When Selene awoke, she had company. A fox crouched between two of the bushes surrounding her, her ears perked and her black eyes watching warily.
“Hi, little lady,” Selene cooed. “Did I take your home? I’m sorry.” She dug in her pack and pulled out a piece of dried meat, which she held out to the little vixen. “You hungry? How about a bite?”
The fox hesitated, but her nose twitched at the scent of the food. Over the course of a few minutes, Selene gently coaxed the animal into the clearing, where she took the meat and darted back into the bushes. While the fox ate, Selene broke camp.

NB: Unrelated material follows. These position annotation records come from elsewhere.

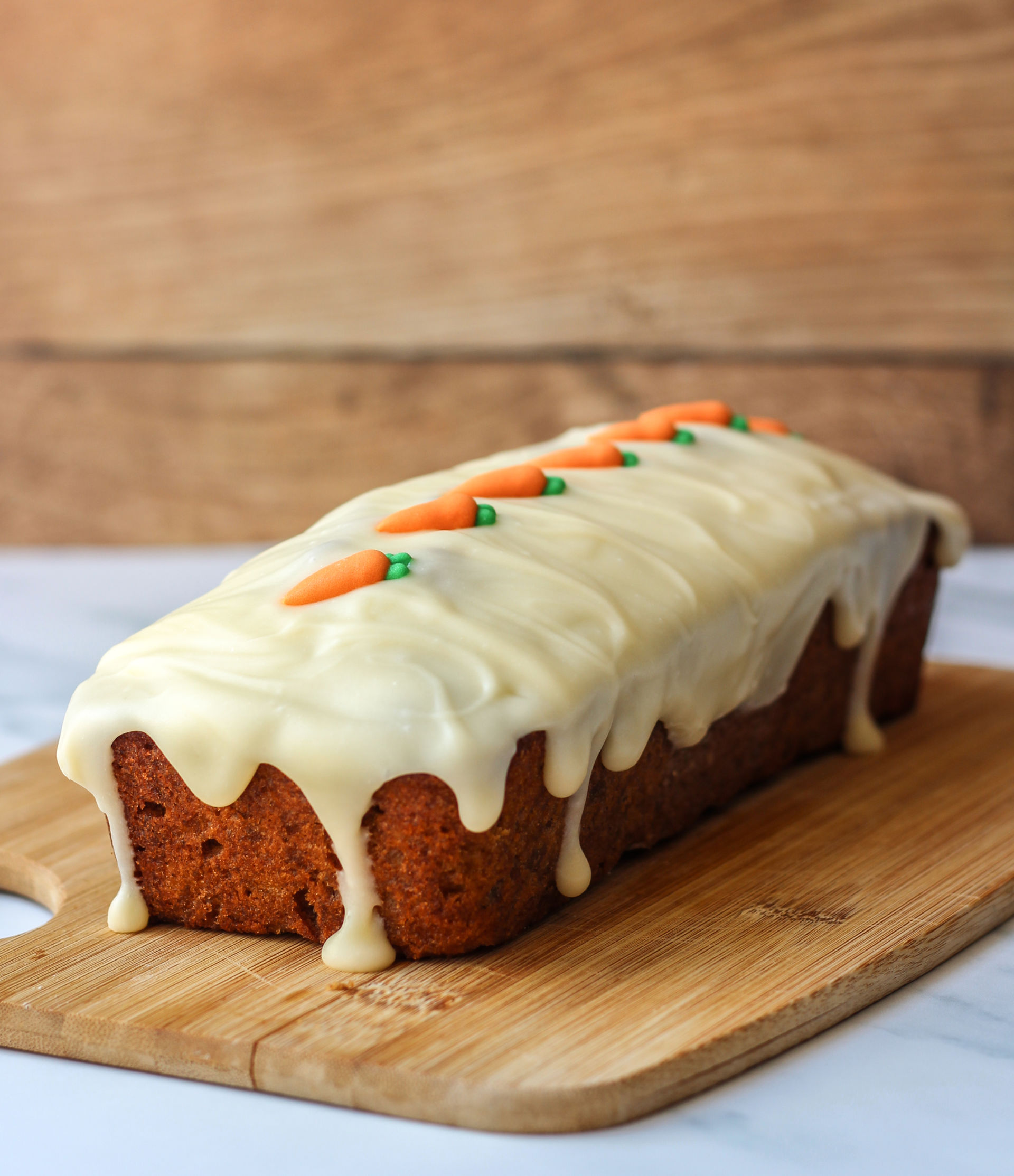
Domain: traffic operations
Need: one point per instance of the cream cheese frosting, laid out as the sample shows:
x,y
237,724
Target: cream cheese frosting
x,y
674,589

“Bye, sweetie,” she said as she started down the road toward Bleak Falls Barrow. She carried her bow with an arrow nocked in one hand, not totally on guard but not relaxed, either. She had seen a couple of wolves on the way to town yesterday, and she wanted to be ready in case she was attacked. A rustling of leaves made her turn and aim the bow, instinctively taking hold of the arrow and string, ready to pull back; but she smiled and lowered the weapon. It was the fox.
“You’re an odd one,” Selene remarked. “Most foxes won’t have anything to do with people. Well, come on.” The fox didn’t move. “Suit yourself,” she said with a shrug and moved on with the fox following at a safe distance.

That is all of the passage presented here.